What is the difference between a liquid asset, and an illiquid asset? What is the most liquid asset? Why is having liquid assets on hand valuable? In this NachoNacho blog, we will delve into these terms, and help you formulate an understanding.
What is liquidity?
The term liquidity refers to how quickly an asset that you own can be turned into cash for a fair value. A rare coin collection or a property are examples of illiquid assets, as to convert these assets into cash would take a long amount of time. You would need someone to appraise the property or collection and then look for a buyer. All this takes time and makes these assets less liquid. On the other end of the scale, you may find assets such as stocks to be much more liquid, as selling these shares is a relatively quick process if the company is publicly traded. It is better to think of liquidity as a scale, with some assets being more liquid than others. If you would like to find out more about liquidity, you can read more about it in our blog post here.
What is the most liquid asset?
If we define liquidity as the ease with which an asset can be converted to cash, cash itself would be the most liquid asset! As there is no conversion necessary, you can access those funds instantly.
Why is having liquid assets on hand valuable?

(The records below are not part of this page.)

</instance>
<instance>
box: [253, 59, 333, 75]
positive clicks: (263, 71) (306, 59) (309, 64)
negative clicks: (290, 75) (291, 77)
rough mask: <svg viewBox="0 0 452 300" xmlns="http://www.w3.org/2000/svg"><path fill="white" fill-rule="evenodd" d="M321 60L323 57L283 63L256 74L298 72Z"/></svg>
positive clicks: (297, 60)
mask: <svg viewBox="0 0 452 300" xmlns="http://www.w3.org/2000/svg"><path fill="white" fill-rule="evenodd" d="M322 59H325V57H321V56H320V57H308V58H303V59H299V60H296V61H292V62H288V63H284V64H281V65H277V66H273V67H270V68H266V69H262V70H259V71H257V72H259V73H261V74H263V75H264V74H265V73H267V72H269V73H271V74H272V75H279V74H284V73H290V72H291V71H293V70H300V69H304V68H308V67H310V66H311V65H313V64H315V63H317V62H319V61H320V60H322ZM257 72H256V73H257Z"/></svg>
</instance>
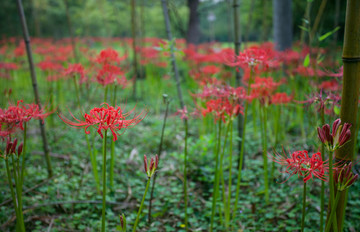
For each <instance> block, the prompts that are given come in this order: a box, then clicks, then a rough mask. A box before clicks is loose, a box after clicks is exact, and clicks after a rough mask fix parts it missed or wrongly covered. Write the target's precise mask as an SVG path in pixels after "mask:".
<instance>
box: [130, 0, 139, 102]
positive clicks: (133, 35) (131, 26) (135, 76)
mask: <svg viewBox="0 0 360 232" xmlns="http://www.w3.org/2000/svg"><path fill="white" fill-rule="evenodd" d="M135 6H136V3H135V0H131V37H132V49H133V72H134V77H133V78H134V80H133V98H134V99H135V98H136V80H137V77H138V60H137V53H136V18H135V13H136V12H135Z"/></svg>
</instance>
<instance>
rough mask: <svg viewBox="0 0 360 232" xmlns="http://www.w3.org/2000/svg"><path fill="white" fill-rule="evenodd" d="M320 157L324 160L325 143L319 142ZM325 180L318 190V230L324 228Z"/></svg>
mask: <svg viewBox="0 0 360 232" xmlns="http://www.w3.org/2000/svg"><path fill="white" fill-rule="evenodd" d="M320 114H321V125H325V114H324V108H322V110H321V113H320ZM321 158H322V160H325V145H324V144H323V143H321ZM324 196H325V181H323V180H322V181H321V192H320V201H321V202H320V232H323V230H324V209H325V197H324Z"/></svg>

Having liquid assets on hand, whether that be for a company or a person is extremely important. Everyone will run into expenses, and the payment of those expenses is usually done with cash. Having no cash or liquid asset reserves means that you will not be able to pay those expenses, and therefore keeping cash reserves is extremely important. After all, owning a painting that’s worth millions, but will take weeks to sell won’t help if you need to buy supplies right now.